On May 25, 2019, Chinese Historical Society dedicated a plaque to the Lung Kong Tin Yee Association for the important role it played in the lives of Chinese pioneers in the Mid-South. It is also the first historical marker to commemorate Chinese in Memphis’s 200 years of history.
The Chinese arrived in the Mid-South between 1865–1877. In 1869, Memphis hosted a labor convention attended by southern plantation owners to debate hiring Chinese labor to replace freed Negroes. However, the particular circumstances of emancipation and Reconstruction in the United States did not provide the necessary conditions for the widespread use of Chinese labor in the South.
Based on our research, Chinese settled in Memphis in the 1870s first as laundrymen followed by restaurant and grocery store owners. The Chinese Exclusion Act of 1882 banned Chinese laborers from entering the United States but allowed merchants as an exception. This gave Chinese an opportunity to establish businesses throughout the Mid-South region.

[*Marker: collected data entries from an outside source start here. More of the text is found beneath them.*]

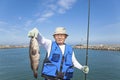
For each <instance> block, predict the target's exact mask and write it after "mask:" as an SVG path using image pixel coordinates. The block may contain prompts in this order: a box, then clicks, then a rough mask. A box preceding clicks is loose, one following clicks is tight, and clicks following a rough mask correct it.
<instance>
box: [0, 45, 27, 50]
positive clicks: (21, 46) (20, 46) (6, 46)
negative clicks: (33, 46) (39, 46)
mask: <svg viewBox="0 0 120 80" xmlns="http://www.w3.org/2000/svg"><path fill="white" fill-rule="evenodd" d="M27 47H29V45H0V49H11V48H27Z"/></svg>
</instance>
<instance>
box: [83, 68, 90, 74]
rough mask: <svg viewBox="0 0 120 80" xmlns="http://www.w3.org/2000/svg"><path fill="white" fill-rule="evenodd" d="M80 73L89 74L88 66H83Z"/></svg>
mask: <svg viewBox="0 0 120 80" xmlns="http://www.w3.org/2000/svg"><path fill="white" fill-rule="evenodd" d="M82 71H83V72H84V73H85V74H87V73H88V72H89V67H88V66H83V67H82Z"/></svg>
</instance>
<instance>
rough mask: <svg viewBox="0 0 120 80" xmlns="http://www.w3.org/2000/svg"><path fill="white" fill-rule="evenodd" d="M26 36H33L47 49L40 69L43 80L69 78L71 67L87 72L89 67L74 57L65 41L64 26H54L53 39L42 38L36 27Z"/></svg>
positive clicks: (88, 68)
mask: <svg viewBox="0 0 120 80" xmlns="http://www.w3.org/2000/svg"><path fill="white" fill-rule="evenodd" d="M28 36H30V37H31V36H35V37H36V38H37V40H38V42H39V44H41V45H42V46H44V47H45V49H46V51H47V56H46V58H45V60H44V63H43V69H42V77H44V78H45V80H70V79H71V78H72V77H73V71H74V70H73V67H76V68H78V69H80V70H82V71H83V72H84V73H86V74H87V73H88V72H89V67H88V66H82V65H81V64H80V63H79V62H78V61H77V59H76V58H75V54H74V51H73V49H72V47H71V46H70V45H67V44H66V43H65V40H66V38H67V37H68V34H67V33H66V29H65V28H64V27H57V28H56V30H55V32H54V34H53V37H54V39H55V41H51V40H49V39H46V38H44V37H43V36H42V35H41V33H40V32H39V31H38V29H36V28H34V29H33V30H31V31H30V32H29V33H28Z"/></svg>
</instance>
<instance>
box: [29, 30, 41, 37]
mask: <svg viewBox="0 0 120 80" xmlns="http://www.w3.org/2000/svg"><path fill="white" fill-rule="evenodd" d="M38 33H39V31H38V29H37V28H33V29H32V30H31V31H29V32H28V37H35V38H37V36H38Z"/></svg>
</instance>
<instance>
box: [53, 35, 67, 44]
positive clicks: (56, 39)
mask: <svg viewBox="0 0 120 80" xmlns="http://www.w3.org/2000/svg"><path fill="white" fill-rule="evenodd" d="M54 38H55V41H56V42H57V44H59V45H63V44H64V42H65V39H66V38H67V35H66V34H55V35H54Z"/></svg>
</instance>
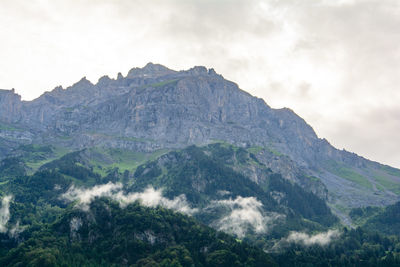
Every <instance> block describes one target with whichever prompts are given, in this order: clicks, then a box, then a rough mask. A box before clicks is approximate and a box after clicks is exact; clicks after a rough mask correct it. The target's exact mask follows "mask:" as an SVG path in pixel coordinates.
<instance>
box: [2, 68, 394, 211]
mask: <svg viewBox="0 0 400 267" xmlns="http://www.w3.org/2000/svg"><path fill="white" fill-rule="evenodd" d="M0 103H2V106H4V107H5V109H2V110H3V111H2V112H1V111H0V121H3V122H4V123H9V124H12V125H14V126H15V127H17V128H18V131H15V130H14V131H11V130H10V129H7V127H2V128H4V129H0V138H1V139H0V141H1V142H2V143H5V144H7V146H5V147H7V148H9V149H7V150H4V151H3V152H2V153H1V154H2V155H0V156H5V155H7V154H9V153H11V152H12V149H13V148H16V147H17V146H18V145H19V144H24V143H51V144H57V145H61V146H65V147H72V148H75V149H81V148H85V147H94V146H101V147H112V148H123V149H130V150H138V151H155V150H158V149H179V148H184V147H186V146H188V145H193V144H195V145H206V144H209V143H212V142H216V141H223V142H227V143H231V144H235V145H237V146H242V147H254V148H255V155H256V156H257V157H258V158H259V159H260V160H261V161H263V162H264V163H265V164H267V166H269V167H271V169H273V170H274V171H277V172H280V173H282V174H283V175H284V177H285V178H287V179H290V180H292V181H295V182H297V183H299V184H302V185H303V186H306V185H307V186H309V185H310V181H306V180H307V179H311V178H307V177H316V179H314V178H313V179H314V180H313V179H311V180H312V181H314V182H315V183H314V186H311V187H310V188H308V189H309V190H313V191H314V192H315V193H317V194H318V192H319V194H318V195H319V196H320V197H323V198H328V199H329V201H330V203H332V205H333V206H334V205H336V206H344V207H358V206H363V205H384V204H390V203H393V202H395V201H396V200H397V199H398V196H399V194H400V187H398V185H399V184H400V177H399V176H400V175H399V176H397V172H396V171H392V169H390V170H388V169H387V168H389V167H387V166H386V167H385V166H384V165H380V164H378V163H376V162H372V161H369V160H367V159H365V158H362V157H360V156H358V155H356V154H354V153H350V152H347V151H343V150H338V149H336V148H334V147H333V146H332V145H330V144H329V142H328V141H327V140H326V139H320V138H318V136H317V135H316V133H315V132H314V130H313V128H312V127H311V126H310V125H308V124H307V122H305V121H304V120H303V119H302V118H300V117H299V116H298V115H297V114H296V113H294V111H292V110H290V109H288V108H283V109H273V108H271V107H269V106H268V105H267V104H266V103H265V101H264V100H263V99H260V98H257V97H254V96H252V95H250V94H249V93H247V92H245V91H243V90H241V89H240V88H239V87H238V85H237V84H236V83H234V82H231V81H228V80H226V79H224V78H223V76H222V75H219V74H217V73H216V72H215V71H214V70H213V69H207V68H206V67H203V66H196V67H193V68H191V69H189V70H183V71H174V70H171V69H169V68H167V67H164V66H162V65H160V64H153V63H149V64H147V65H146V66H145V67H144V68H132V69H131V70H130V71H129V72H128V74H127V76H125V77H124V76H122V75H118V78H117V79H111V78H109V77H107V76H103V77H102V78H100V79H99V81H98V82H97V83H96V84H92V83H91V82H90V81H88V80H87V79H86V78H82V79H81V80H80V81H78V82H77V83H75V84H74V85H72V86H70V87H68V88H66V89H62V88H61V87H56V88H55V89H54V90H52V91H50V92H46V93H44V94H42V95H41V96H40V97H39V98H37V99H35V100H32V101H21V99H20V97H18V95H16V94H15V93H14V92H8V93H7V92H6V93H4V92H3V93H0ZM3 103H4V104H3ZM256 148H259V149H256ZM393 170H396V169H393ZM393 173H395V174H396V175H392V174H393ZM300 177H302V178H300ZM304 177H305V178H304ZM392 185H394V186H395V187H393V188H391V186H392ZM323 187H326V188H327V189H328V192H329V194H328V195H326V194H324V193H323V192H324V190H323ZM371 195H374V197H373V198H371Z"/></svg>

In the 1920s, the Chinese settlers established the Lung Kong Tin Yee Association at 233 South Third Street, later moving to 250 Vance Avenue, to offer mutual assistance in the New World. Most of these settlers came from the Sze Yap region near Canton city in Guangdong Province.
As a community center for Chinese living in Tennessee, Mississippi, and Arkansas, Lung Kong sponsored picnics, zoo trips, birthday and graduation parties, wedding banquets, and Chinese holiday celebrations. It extended mutual assistance to the sick and provided funerals for the deceased. It also served as a boarding house for bachelors who could not be with their families in China after passage of the Chinese Exclusion Act of 1882.
This object was featured in the Museum of Chinese in America (MOCA)'s exhibit, "Gathering: Collecting and Documenting Chinese American History," October 17, 2019 - March 22, 2020.